Un déni de réalisme…
La philosophie de Feuerbach se heurte à de très grandes difficultés. Comme toute doctrine idéaliste, elle élabore un système bien fragile que la raison et l’histoire peuvent déconstruire. Il est donc important de le connaître afin de combattre son influence et de montrer ses erreurs.
D’abord, elle ne donne aucune explication du monde et de la vie, orientant uniquement sa pensée sur des concepts, sur un être abstrait. C’est une philosophie fondamentalement anthropocentrique, incapable d’expliquer la Création et l’homme lui-même. Comment peut-elle alors concevoir Dieu autrement qu’une invention humaine si tout se réduit à l’homme et à sa pensée ? Le principe fondamental qu’adopte Feuerbach – la conscience d’un objet révèle la nature de l’essence de homme - possède en germe la négation de Dieu.
Nous pourrions en outre appliquer à ses pensées et à son raisonnement sa propre philosophie. La religion telle qu’il conçoit n’est-elle pas elle-même une invention de l’homme et plus précisément une projection de ses désirs ? Conscient de ses faiblesses et de ses limites, l’homme pourrait tenter de voir en Dieu l’être absolu de l’espèce humaine et lui attribuer toutes les qualités humaines pour évacuer l’idée même d’une dépendance envers Dieu qu’Il ne peut maîtriser et finalement un au-delà qui lui fait frémir. La crainte de Dieu et de la mort qui nourrissent la superstition peut aussi conduire au refus de Dieu et de l’au-delà. Cette recherche d’appropriation de soi pourrait venir d’une volonté de l’homme de devenir son propre dieu, c’est-à-dire indépendant de tout être et de toute chose. La meilleure façon de supprimer une menace, c’est de l’ignorer et de l’enfouir dans le non-dit. Le refus de l’idée de Dieu pourrait donc être lui-même une aliénation …
Enfin, qui pourrait encore croire que le christianisme ne perdure que par intérêt politique quand depuis deux siècles, il est la proie d’un violent et persistant mépris des puissances du monde ? Qui pourrait encore penser que le christianisme est inopérant lorsque nous songeons à ses œuvres qui subsistent en dépit des siècles ? Qui enfin pourrait croire que la morale laïcisée est plus efficace après les massacres des idéologies du XXe siècle ? La vision d'un christianisme inopérant est un déni de réalité. Et de nouveau, nous voyons une tentative d'interpréter la réalité selon une vision particulière du monde. Vaine projection de ses pensées sur la réalité...

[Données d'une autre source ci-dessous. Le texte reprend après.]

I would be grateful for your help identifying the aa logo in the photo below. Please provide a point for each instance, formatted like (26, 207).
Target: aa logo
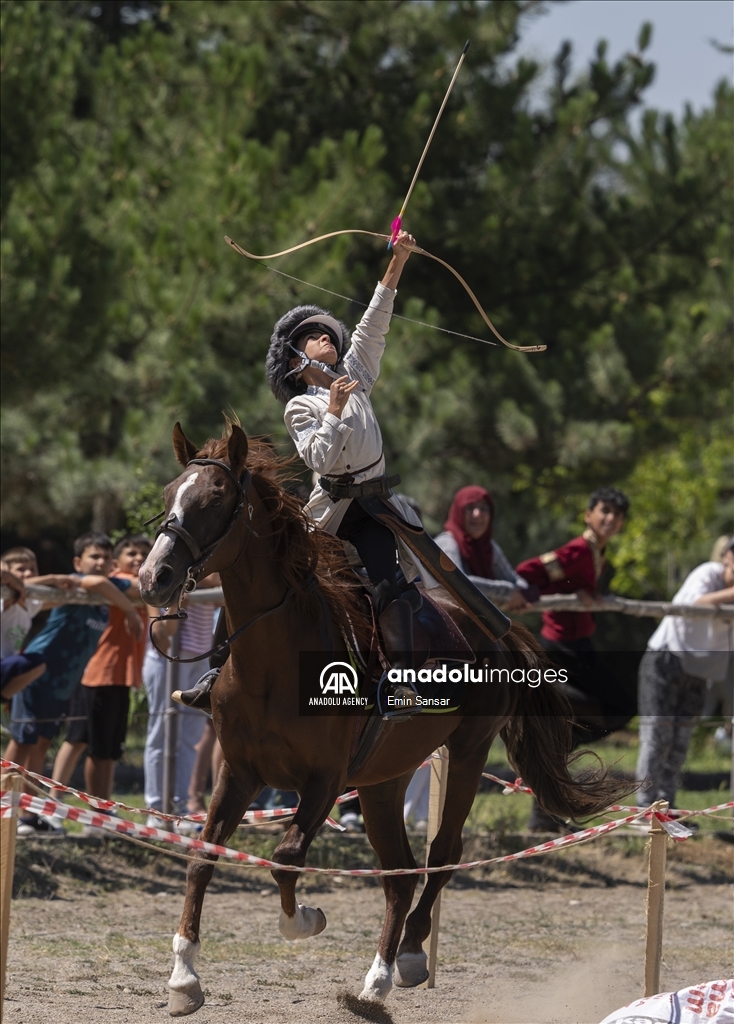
(338, 677)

En conclusion, Feuerbach nie la profonde réalité des choses et les faits historiques. Sa philosophie est l’exemple même de ces pensées abstraites qui veulent supplanter la réalité. Elle construit un homme abstrait et explique sa manière de penser afin d'imposer sa propre conception des choses. Dans les principes mêmes de sa philosophie, Dieu est déjà rejeté. Comment Dieu peut-Il alors revenir dans un système qui l’a déjà exclu ? Banni de son monde, il est alors naturellement considéré comme invention humaine. Dans la philosophie profondément athée de Feuerbach, nous voyons une tendance bien réelle, le désir de l’homme de se faire dieu. Et quel plus grand danger de se concevoir un dieu afin de devenir son propre dieu ? Cela conduit à la mort de l’homme…
Références
[1] Feuerbach, Pensée sur la Mort et l’Immortalité, édition du Cerf, 1991 cité dans Ludwig Feuerbach : la religion de l’Homme, Anne Durand, Trajectoires, 2 | 2008, mis en ligne le 16 décembre 2009, consulté le 23 juillet 2014, http://trajectoires.revues.org/213.
[2] Sauf exception, les citations sont tirées de l'Essence du christianisme de Feuerbach, traduit par Joseph Roy, 1864, accessible via http://books.google.com.
[3] Feuerbach, L’essence du christianisme, Préface.
[4] Karl Marx, Manuscrits de 1844, Flammarion, 1996 cité dans Feuerbach : la religion de l’Homme, Anne Durand.
[5] Anne Durand, Feuerbach : la religion de l’Homme.